The Census Bureau is planning to use high tech aerial technology to collect census data for the 2020 census.
Images from remote communities will be used to determine geographies, verify addresses and send workers out to collect information.
Satellites and planes take photos, and bureau employees compare the housing captured in the images to digital maps from the last census, in 2010. It takes a fraction of the time needed by workers in the field.
The agency has used geographic technology since 1990 but has never had access to such accurate tools from the air, said Deirdre Dalpiaz Bishop, head of the bureau’s geography division.
Critics are worried that using traditional methods or using telephones or the internet might disadvantage people who don’t have access to those things.

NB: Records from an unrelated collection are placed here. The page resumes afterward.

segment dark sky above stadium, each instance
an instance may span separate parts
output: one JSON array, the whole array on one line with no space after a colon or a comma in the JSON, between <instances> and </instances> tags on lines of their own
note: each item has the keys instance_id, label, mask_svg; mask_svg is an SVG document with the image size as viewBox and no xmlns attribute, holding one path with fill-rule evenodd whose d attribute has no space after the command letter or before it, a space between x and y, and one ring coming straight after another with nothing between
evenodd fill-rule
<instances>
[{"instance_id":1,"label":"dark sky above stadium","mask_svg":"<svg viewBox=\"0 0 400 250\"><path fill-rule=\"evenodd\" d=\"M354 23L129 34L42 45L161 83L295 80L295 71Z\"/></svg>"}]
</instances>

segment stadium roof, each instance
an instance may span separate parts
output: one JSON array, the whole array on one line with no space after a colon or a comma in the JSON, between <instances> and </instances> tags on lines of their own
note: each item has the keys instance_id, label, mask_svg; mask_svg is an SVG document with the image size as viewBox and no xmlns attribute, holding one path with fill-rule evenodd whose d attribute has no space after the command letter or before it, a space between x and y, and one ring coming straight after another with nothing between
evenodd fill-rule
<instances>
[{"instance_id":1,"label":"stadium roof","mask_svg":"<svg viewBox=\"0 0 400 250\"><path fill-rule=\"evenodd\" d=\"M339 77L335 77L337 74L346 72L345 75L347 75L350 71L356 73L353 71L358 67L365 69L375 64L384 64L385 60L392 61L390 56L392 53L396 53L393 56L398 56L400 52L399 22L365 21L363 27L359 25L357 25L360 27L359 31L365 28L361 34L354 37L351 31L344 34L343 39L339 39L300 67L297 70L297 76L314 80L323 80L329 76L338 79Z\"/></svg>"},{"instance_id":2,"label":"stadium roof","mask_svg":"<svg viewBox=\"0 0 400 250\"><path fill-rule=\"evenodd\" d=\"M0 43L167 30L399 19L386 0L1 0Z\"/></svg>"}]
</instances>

The new technology to improve the census comes amid concerns that tribal areas and communities of color may be undercounted in the every-10-year tally that determines the amount of federal money states receive and whether they gain or lose U.S. congressional seats.

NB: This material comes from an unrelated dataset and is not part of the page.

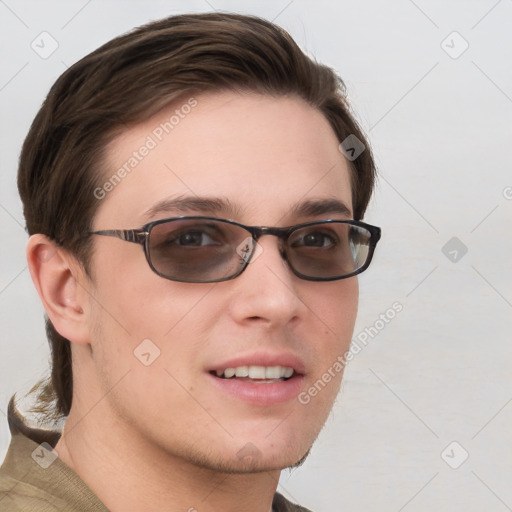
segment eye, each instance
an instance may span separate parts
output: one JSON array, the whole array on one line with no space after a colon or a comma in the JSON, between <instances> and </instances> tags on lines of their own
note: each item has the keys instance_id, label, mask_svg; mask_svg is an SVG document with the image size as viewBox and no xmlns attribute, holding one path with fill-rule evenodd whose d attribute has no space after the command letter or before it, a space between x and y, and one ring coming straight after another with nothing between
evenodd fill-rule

Several states have large populations that are difficult to accurately count. New Mexico has the highest percentage of Hispanic residents and a large Native American population. Mississippi’s predominantly African-American Bolivar County had a response rate to the last census that was significantly lower than the national rate. In 2010, the census response rate was 76%.
The effort to ensure an accurate census count is fairly extensive and appears to be more efficient than the last census.
Around 100 technicians are able to examine the entire nation with satellite and aerial images while sitting at their computers. They are assigned specific neighborhood blocks and look for growth and decline in the number of residential buildings by comparing images from 2009 to the present.
Two hours of canvassing in the field during the 2010 census now takes less than two minutes in the office, the bureau said.
The census has been the subject of news attention and buzz recently because of a lawsuit filed against the administration for including a question about the respondents’ citizenship status. The Supreme Court is expected to make a ruling on the suit this week.